Are you guys ready to learn a bit of kitchen wizardry? Here's a tip that will make all your curries, stews, stir-frys and general edibles MUCH more tasty. It's called tempering...
Don't you love when you realize you just learned to do ... something you learned how to do a million years ago? When I was studying in Bangalore, India I took a cooking class. It wasn't formal or anything, just our school cook showing us some thing in the kitchen and one of our professors helping translate when we needed extra explanation. Imagine 7 or 8 of us, hunched around a two-top burner, trying desperately to understand the complex methods of curry-making. In the hot kitchen, we jostled for turns at the skillet, offering to chop garlic or measure cumin seeds just to get close enough for a whiff of that sweet, spicy aroma.
One thing I learned, but never really retained, was that in Indian cooking, spices are cooked alone, in hot oil, as a way to release their flavor. Flash-forward to the present, when I actually cook instead of just watching, and I recalled this ingenious tip. If you're making curry, this is a must. Start the curry process by heating up some hot oil or ghee (clarified butter/immediate artery-filler), if you're traditional, and dropping in your cumin, red pepper and coriander. Works just as well with those blended curry seasonings, too. Once they brown just a bit and you can really smell the aromas of the spices, add in the rest of your ingredients like normal. Here's a great crock pot curried lentil recipe that is an easy way to try this technique.
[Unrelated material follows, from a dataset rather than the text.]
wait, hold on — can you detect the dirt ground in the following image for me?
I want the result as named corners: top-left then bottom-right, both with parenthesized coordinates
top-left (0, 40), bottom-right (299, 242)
Not a curry fan? Try this trick for ANYTHING else. Honestly. Studies have shown that tempering releases not only extra flavor from the spices, but extra nutritional value as well. Can't beat that. I experimented by tempering a bunch of spices with some minced garlic I wanted to add to a minestrone soup I was making in the crockpot. No surprise, the tempered garlic, oregano and bay leaf made for a mighty tasty tomato broth. Making a stir-fry? I'd temper some garlic, ginger and crushed red pepper in a bit of coconut oil before adding the rest of the ingredients.
A few tips:
- Heat the oil on high first to get it sizzling, then add the spices and reduce to medium heat.
- Keep a close eye on them - a few tablespoons only need a minute or two to temper. I burned a batch of spices last night, and it was no bueno. Quickest way to make whatever you're eating taste like charcoal.
- Don't use olive oil - apparently it doesn't do well at hot temps. Try vegetable oil, coconut oil, or clarified butter.
- Experiment! Anything that has spices can have tempered spices instead. And anything that doesn't have spices, is bland. Sorry, had to let you know.